It has been a bittersweet week for music fans in the Hunter, with the roaring success of Pink's first stadium show at Broadmeadow followed swiftly by the cancellation of Groovin the Moo this year.
The 2024 incarnation of the long-standing festival that delivered acts including Vampire Weekend and Billie Eilish to this region would have been the first in Newcastle, a decision announced with significant fanfare.
But despite a rapid sell-out here, organisers have evidently deemed the broader tour as a whole is simply too expensive to stage.
It's not an unfamiliar story in the NSW music festival game, where Big Day Out gave way to Soundwave and eventually both faded into history.
The Hunter's past is littered with the likes of Fat As Butter, festivals that at once time drew big crowds but have long since failed to return.
The many moving parts make such events difficult to stage; for every festival that has cancelled entirely, there are likely multiple that have lost a performer at short notice or been forced to shuffle their line-up.
It is an industry with inherent risks, but it is perhaps difficult to argue those dangers have not grown for the industry in 2024.
Inflation is likely to be hitting such events on both ends. Paying the bands is likely no small matter, of course, but neither are the more mundane aspects of the day - security, fencing, alcohol supply and many other minutiae. When the costs of all these elements are rising and the disposable income of the target audience has dwindled at the same time, it is hardly a recipe for unbridled or exponential growth.

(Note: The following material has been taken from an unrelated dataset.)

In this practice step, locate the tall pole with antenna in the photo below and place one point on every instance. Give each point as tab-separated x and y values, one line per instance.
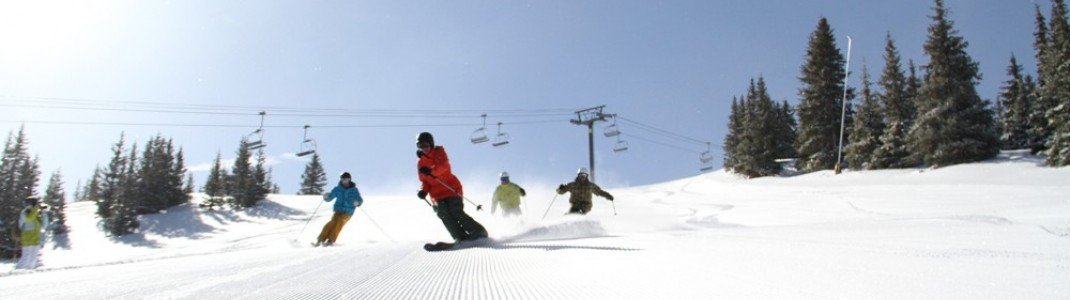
843	111
589	117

The patterns of troubled concerts have not gone unnoticed beyond the scene so enamoured with a day of live music, either.
"The addition of Groovin the Moo to the growing list of festival cancellations is another major blow to the live music industry in Australia. The industry has been struggling to get back on its feet since it was decimated by the COVID pandemic," Greens spokesperson for the arts Senator Sarah Hanson-Young said.
"Over the past two years a number of Australian festivals have collapsed or been cancelled due to skyrocketing inflation and difficulties with ticket sales in an uncertain economic environment.
"It's clear that there is an urgent need for government support to keep the industry going through these uncertain economic times."
While the Greens are seeking a festivals support package, it remains to be seen if governments already pressed to do more about the strain on households can stretch their budgets to cover music festival aid as well.
Efforts to revive live music's glory days have been ongoing for many years, but it is difficult to see the fruits of such labour when long-running, established events are falling by the wayside.
That does not mean the battle is lost, but it is clear that things must change if music festivals will win an encore.